The obvious strategy is to put windows in the shell. But converting the outer shell faces from single plates of 3" (at the base) steel into 60 box columns with 3" walls connected with spandrel plates seems to me to produce a structure of (at least) the same strength (which was, I believe, the point).

I also don't see how just adding more (and weaker) trusses would change anything substantially. And I don't think the problem changes if we imagine the weakening at the top to be brought about by well-placed charges on the initiating floors. But I'm all ears.
 
Last edited:

Abdullah

Active Member
I cannot imagine there's a height / load / connection strength distribution that makes it both strong enough under ordinary circumstances to stand and weak enough when on fire to fail.
When the storm winds blow, they exert an out of plane shear force on the facade that is resisted by compression in the concrete slab which in turn is prevented from sliding backwards by shear in the adjacent walls.

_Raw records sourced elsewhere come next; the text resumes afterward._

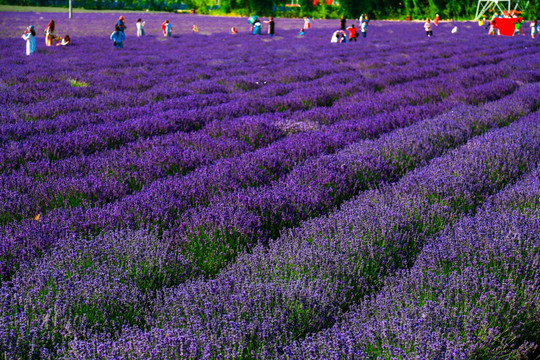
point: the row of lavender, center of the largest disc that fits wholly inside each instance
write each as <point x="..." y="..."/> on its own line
<point x="131" y="167"/>
<point x="85" y="291"/>
<point x="211" y="237"/>
<point x="121" y="127"/>
<point x="225" y="176"/>
<point x="472" y="293"/>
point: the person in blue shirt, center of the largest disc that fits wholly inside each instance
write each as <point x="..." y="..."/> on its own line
<point x="257" y="27"/>
<point x="118" y="37"/>
<point x="121" y="23"/>
<point x="30" y="37"/>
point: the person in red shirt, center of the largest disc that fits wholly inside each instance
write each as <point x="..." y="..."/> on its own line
<point x="353" y="33"/>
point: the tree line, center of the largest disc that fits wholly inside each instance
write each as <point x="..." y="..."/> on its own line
<point x="377" y="9"/>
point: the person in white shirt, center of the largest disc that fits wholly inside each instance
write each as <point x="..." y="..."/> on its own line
<point x="140" y="28"/>
<point x="30" y="37"/>
<point x="428" y="28"/>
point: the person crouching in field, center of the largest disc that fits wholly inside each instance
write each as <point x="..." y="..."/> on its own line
<point x="167" y="28"/>
<point x="271" y="26"/>
<point x="428" y="28"/>
<point x="118" y="37"/>
<point x="49" y="34"/>
<point x="30" y="37"/>
<point x="353" y="33"/>
<point x="65" y="41"/>
<point x="140" y="28"/>
<point x="121" y="23"/>
<point x="534" y="28"/>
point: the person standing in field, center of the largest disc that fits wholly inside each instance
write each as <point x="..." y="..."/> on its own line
<point x="271" y="26"/>
<point x="534" y="28"/>
<point x="49" y="34"/>
<point x="428" y="28"/>
<point x="121" y="23"/>
<point x="140" y="28"/>
<point x="307" y="22"/>
<point x="118" y="37"/>
<point x="167" y="28"/>
<point x="363" y="26"/>
<point x="30" y="37"/>
<point x="65" y="41"/>
<point x="257" y="27"/>
<point x="353" y="34"/>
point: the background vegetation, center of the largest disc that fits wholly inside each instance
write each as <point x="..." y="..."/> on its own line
<point x="377" y="9"/>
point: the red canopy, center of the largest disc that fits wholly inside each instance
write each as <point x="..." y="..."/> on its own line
<point x="507" y="26"/>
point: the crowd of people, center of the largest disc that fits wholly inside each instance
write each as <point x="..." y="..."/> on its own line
<point x="339" y="36"/>
<point x="51" y="38"/>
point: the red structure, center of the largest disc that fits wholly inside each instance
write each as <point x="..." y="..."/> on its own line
<point x="328" y="2"/>
<point x="507" y="26"/>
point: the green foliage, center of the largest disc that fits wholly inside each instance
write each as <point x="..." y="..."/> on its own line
<point x="352" y="9"/>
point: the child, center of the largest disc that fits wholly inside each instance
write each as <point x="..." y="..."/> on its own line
<point x="121" y="23"/>
<point x="427" y="27"/>
<point x="49" y="34"/>
<point x="271" y="26"/>
<point x="65" y="41"/>
<point x="140" y="27"/>
<point x="534" y="28"/>
<point x="30" y="37"/>
<point x="118" y="37"/>
<point x="257" y="27"/>
<point x="352" y="32"/>
<point x="167" y="28"/>
<point x="307" y="22"/>
<point x="363" y="27"/>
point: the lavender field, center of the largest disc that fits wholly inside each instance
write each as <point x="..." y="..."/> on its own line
<point x="218" y="196"/>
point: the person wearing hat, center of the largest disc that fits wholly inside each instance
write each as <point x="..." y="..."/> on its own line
<point x="30" y="37"/>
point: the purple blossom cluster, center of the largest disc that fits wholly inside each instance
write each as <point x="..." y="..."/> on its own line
<point x="235" y="196"/>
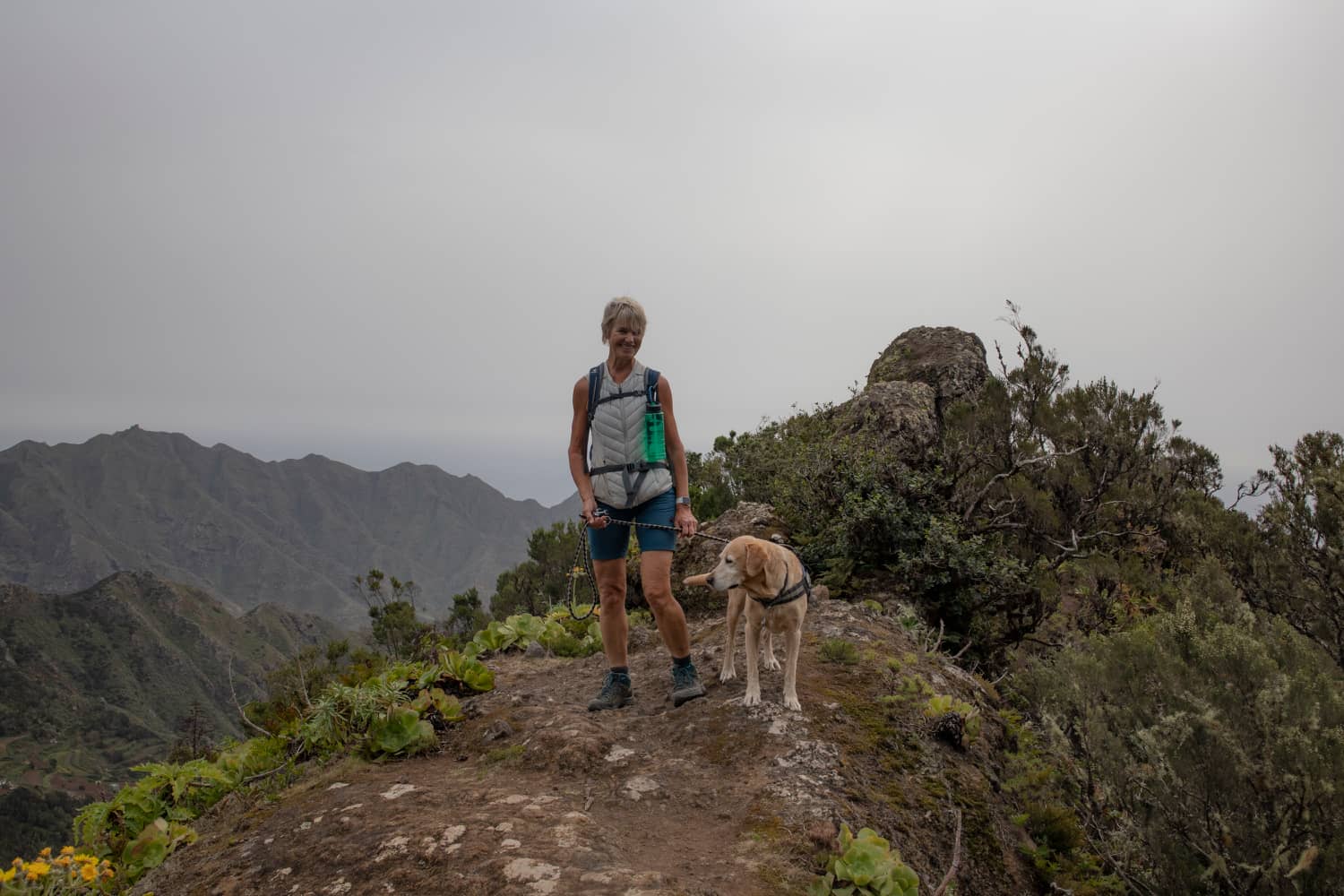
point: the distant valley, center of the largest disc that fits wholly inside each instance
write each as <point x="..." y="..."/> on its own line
<point x="249" y="530"/>
<point x="96" y="681"/>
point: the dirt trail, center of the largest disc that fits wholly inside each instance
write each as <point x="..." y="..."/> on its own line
<point x="534" y="794"/>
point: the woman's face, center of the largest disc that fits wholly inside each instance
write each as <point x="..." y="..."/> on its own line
<point x="625" y="339"/>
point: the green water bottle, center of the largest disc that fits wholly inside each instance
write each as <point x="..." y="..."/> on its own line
<point x="655" y="449"/>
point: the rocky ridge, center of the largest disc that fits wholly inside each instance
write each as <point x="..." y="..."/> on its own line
<point x="534" y="794"/>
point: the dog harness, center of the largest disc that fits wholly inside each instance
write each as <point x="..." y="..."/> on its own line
<point x="788" y="592"/>
<point x="628" y="455"/>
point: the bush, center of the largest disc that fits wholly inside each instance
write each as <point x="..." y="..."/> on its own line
<point x="840" y="651"/>
<point x="866" y="866"/>
<point x="1212" y="740"/>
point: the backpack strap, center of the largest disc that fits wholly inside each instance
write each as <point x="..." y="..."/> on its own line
<point x="594" y="387"/>
<point x="650" y="389"/>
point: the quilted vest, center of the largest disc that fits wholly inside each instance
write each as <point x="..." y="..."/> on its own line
<point x="617" y="438"/>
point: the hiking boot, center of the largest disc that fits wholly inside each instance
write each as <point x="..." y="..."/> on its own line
<point x="685" y="684"/>
<point x="616" y="692"/>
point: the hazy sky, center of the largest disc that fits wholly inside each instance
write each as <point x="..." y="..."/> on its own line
<point x="384" y="231"/>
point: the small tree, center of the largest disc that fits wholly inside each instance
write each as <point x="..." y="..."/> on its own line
<point x="468" y="616"/>
<point x="194" y="735"/>
<point x="1298" y="570"/>
<point x="395" y="626"/>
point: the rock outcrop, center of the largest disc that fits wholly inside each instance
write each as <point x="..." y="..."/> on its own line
<point x="951" y="360"/>
<point x="707" y="798"/>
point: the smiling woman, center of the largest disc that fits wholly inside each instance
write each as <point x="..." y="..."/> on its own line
<point x="637" y="474"/>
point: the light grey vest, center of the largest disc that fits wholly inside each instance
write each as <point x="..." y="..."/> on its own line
<point x="617" y="437"/>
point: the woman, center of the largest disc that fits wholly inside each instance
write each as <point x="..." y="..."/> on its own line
<point x="637" y="474"/>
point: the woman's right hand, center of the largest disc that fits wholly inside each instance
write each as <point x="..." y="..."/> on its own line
<point x="590" y="514"/>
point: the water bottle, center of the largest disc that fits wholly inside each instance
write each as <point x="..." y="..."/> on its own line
<point x="655" y="449"/>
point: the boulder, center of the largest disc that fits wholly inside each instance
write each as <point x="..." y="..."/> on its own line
<point x="951" y="360"/>
<point x="701" y="555"/>
<point x="903" y="414"/>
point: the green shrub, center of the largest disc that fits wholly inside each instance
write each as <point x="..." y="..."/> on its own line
<point x="866" y="866"/>
<point x="840" y="651"/>
<point x="1206" y="745"/>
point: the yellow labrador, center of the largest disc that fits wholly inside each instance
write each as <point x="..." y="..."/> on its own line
<point x="771" y="583"/>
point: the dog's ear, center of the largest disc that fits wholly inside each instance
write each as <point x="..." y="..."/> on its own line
<point x="754" y="560"/>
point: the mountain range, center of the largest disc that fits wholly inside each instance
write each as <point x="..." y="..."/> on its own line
<point x="250" y="530"/>
<point x="94" y="681"/>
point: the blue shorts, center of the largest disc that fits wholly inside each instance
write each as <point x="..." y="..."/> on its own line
<point x="612" y="543"/>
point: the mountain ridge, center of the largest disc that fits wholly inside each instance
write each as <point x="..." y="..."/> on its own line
<point x="249" y="530"/>
<point x="96" y="680"/>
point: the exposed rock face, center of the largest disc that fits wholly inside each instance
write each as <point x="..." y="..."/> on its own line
<point x="701" y="555"/>
<point x="652" y="799"/>
<point x="948" y="359"/>
<point x="902" y="413"/>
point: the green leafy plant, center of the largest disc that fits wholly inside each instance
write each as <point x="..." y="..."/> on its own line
<point x="465" y="669"/>
<point x="153" y="845"/>
<point x="400" y="732"/>
<point x="840" y="651"/>
<point x="866" y="866"/>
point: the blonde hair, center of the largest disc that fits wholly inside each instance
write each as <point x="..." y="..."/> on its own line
<point x="621" y="309"/>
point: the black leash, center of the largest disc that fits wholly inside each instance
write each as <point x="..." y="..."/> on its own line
<point x="582" y="565"/>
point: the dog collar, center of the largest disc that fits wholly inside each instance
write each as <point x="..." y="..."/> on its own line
<point x="788" y="592"/>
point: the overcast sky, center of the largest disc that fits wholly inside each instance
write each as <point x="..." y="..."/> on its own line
<point x="384" y="231"/>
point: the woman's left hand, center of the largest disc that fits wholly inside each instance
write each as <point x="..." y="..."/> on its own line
<point x="685" y="521"/>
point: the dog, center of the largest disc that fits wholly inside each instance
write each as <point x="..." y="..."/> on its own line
<point x="769" y="582"/>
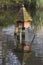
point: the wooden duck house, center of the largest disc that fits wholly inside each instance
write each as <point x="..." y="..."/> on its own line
<point x="23" y="21"/>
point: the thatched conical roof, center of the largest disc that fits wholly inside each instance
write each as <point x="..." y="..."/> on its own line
<point x="23" y="15"/>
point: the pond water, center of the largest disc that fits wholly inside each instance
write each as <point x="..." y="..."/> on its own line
<point x="37" y="48"/>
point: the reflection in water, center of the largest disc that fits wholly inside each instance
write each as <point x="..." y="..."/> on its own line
<point x="12" y="59"/>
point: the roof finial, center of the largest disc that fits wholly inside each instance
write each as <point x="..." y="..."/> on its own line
<point x="22" y="5"/>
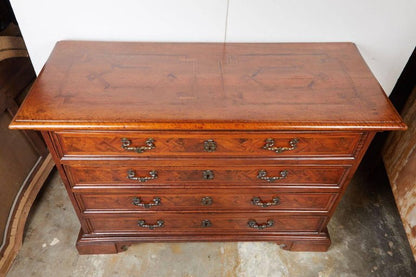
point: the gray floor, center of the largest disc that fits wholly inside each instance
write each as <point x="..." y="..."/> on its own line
<point x="367" y="235"/>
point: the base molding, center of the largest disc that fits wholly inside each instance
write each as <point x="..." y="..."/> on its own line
<point x="88" y="244"/>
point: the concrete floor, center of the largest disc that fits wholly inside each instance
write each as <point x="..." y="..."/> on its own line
<point x="367" y="235"/>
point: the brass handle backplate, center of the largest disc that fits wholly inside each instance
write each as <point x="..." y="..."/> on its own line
<point x="125" y="144"/>
<point x="131" y="175"/>
<point x="258" y="202"/>
<point x="137" y="201"/>
<point x="262" y="174"/>
<point x="270" y="145"/>
<point x="210" y="145"/>
<point x="159" y="224"/>
<point x="253" y="224"/>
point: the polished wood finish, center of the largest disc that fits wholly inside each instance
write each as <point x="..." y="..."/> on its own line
<point x="121" y="85"/>
<point x="102" y="199"/>
<point x="192" y="143"/>
<point x="181" y="223"/>
<point x="24" y="159"/>
<point x="117" y="174"/>
<point x="206" y="106"/>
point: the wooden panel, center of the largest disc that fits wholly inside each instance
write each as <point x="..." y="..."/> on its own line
<point x="400" y="160"/>
<point x="192" y="143"/>
<point x="113" y="173"/>
<point x="191" y="222"/>
<point x="15" y="166"/>
<point x="185" y="199"/>
<point x="284" y="86"/>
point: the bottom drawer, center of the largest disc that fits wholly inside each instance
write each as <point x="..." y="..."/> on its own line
<point x="203" y="223"/>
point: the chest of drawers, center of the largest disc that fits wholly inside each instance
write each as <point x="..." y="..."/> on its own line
<point x="206" y="141"/>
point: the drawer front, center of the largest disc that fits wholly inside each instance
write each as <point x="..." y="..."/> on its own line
<point x="267" y="175"/>
<point x="208" y="144"/>
<point x="160" y="222"/>
<point x="202" y="199"/>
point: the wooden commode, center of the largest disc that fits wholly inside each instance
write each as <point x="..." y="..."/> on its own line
<point x="206" y="141"/>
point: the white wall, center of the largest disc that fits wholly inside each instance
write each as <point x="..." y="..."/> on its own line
<point x="384" y="30"/>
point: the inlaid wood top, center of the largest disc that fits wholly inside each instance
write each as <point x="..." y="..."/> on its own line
<point x="283" y="86"/>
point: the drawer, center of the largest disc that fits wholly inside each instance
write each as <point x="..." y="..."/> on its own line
<point x="174" y="222"/>
<point x="208" y="144"/>
<point x="91" y="200"/>
<point x="113" y="174"/>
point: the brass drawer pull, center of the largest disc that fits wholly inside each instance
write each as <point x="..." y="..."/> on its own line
<point x="137" y="201"/>
<point x="257" y="202"/>
<point x="125" y="144"/>
<point x="253" y="224"/>
<point x="210" y="145"/>
<point x="270" y="145"/>
<point x="131" y="175"/>
<point x="208" y="175"/>
<point x="206" y="223"/>
<point x="262" y="174"/>
<point x="159" y="224"/>
<point x="206" y="201"/>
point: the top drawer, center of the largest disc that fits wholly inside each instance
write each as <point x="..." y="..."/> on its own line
<point x="208" y="144"/>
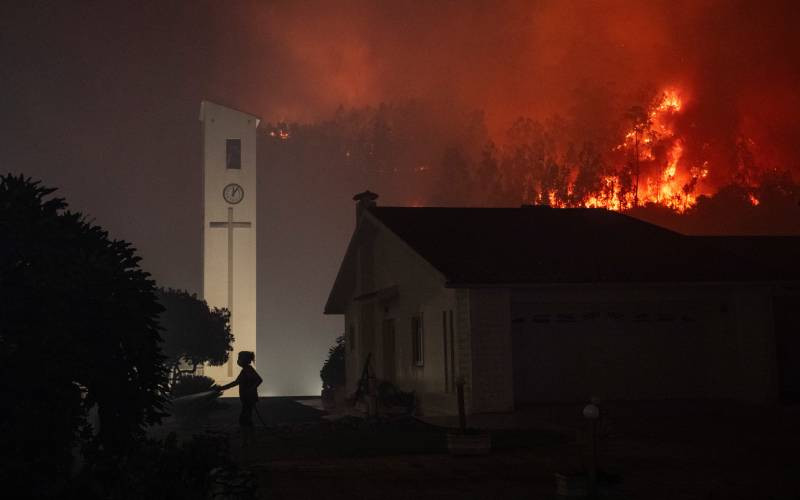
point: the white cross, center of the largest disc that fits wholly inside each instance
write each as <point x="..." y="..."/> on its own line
<point x="230" y="225"/>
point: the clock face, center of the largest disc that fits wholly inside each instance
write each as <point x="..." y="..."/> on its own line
<point x="233" y="193"/>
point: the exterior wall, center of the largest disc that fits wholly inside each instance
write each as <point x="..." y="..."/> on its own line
<point x="559" y="342"/>
<point x="491" y="377"/>
<point x="219" y="124"/>
<point x="388" y="262"/>
<point x="752" y="339"/>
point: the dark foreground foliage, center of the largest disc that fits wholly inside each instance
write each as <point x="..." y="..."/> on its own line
<point x="165" y="470"/>
<point x="333" y="370"/>
<point x="78" y="330"/>
<point x="193" y="332"/>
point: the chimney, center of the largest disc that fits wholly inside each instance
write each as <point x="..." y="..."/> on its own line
<point x="364" y="201"/>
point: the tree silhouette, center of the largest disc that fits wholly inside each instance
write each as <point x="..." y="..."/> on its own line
<point x="193" y="332"/>
<point x="78" y="328"/>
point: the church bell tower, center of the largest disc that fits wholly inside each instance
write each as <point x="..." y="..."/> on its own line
<point x="229" y="226"/>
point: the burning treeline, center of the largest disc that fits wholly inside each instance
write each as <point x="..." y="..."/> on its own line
<point x="662" y="107"/>
<point x="649" y="164"/>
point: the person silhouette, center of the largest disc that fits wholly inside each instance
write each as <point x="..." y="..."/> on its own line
<point x="248" y="382"/>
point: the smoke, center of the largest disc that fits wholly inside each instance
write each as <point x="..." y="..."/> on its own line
<point x="733" y="61"/>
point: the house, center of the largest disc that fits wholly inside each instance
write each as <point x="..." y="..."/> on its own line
<point x="539" y="305"/>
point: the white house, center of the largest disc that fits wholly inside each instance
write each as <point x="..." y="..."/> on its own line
<point x="535" y="305"/>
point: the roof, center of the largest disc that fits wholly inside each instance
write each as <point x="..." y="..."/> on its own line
<point x="542" y="245"/>
<point x="206" y="106"/>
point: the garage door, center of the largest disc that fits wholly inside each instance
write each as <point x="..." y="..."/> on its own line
<point x="571" y="352"/>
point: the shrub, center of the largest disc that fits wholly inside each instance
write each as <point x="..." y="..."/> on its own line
<point x="161" y="469"/>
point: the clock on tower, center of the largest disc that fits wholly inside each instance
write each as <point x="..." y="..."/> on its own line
<point x="229" y="225"/>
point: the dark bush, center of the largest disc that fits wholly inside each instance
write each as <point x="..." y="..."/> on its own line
<point x="78" y="330"/>
<point x="333" y="371"/>
<point x="165" y="469"/>
<point x="192" y="384"/>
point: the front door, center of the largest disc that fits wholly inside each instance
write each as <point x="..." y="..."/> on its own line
<point x="388" y="350"/>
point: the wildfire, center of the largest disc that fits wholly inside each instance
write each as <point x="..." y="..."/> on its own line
<point x="659" y="178"/>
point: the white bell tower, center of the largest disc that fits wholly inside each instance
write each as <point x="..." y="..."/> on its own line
<point x="229" y="226"/>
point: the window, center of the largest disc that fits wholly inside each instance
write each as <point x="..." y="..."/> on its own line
<point x="417" y="341"/>
<point x="351" y="338"/>
<point x="233" y="153"/>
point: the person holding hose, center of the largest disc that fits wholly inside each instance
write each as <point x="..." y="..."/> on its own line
<point x="248" y="382"/>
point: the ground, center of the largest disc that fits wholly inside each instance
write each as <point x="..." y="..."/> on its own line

Sagging bends and effectively buckles the slab, m making it useless in compression. So that same out of plane force would cause the columns to bend and perhaps buckle.
 

Thomas B

Active Member
When the storm winds blow, they exert an out of plane shear force on the facade that is resisted by compression in the concrete slab which in turn is prevented from sliding backwards by shear in the adjacent walls.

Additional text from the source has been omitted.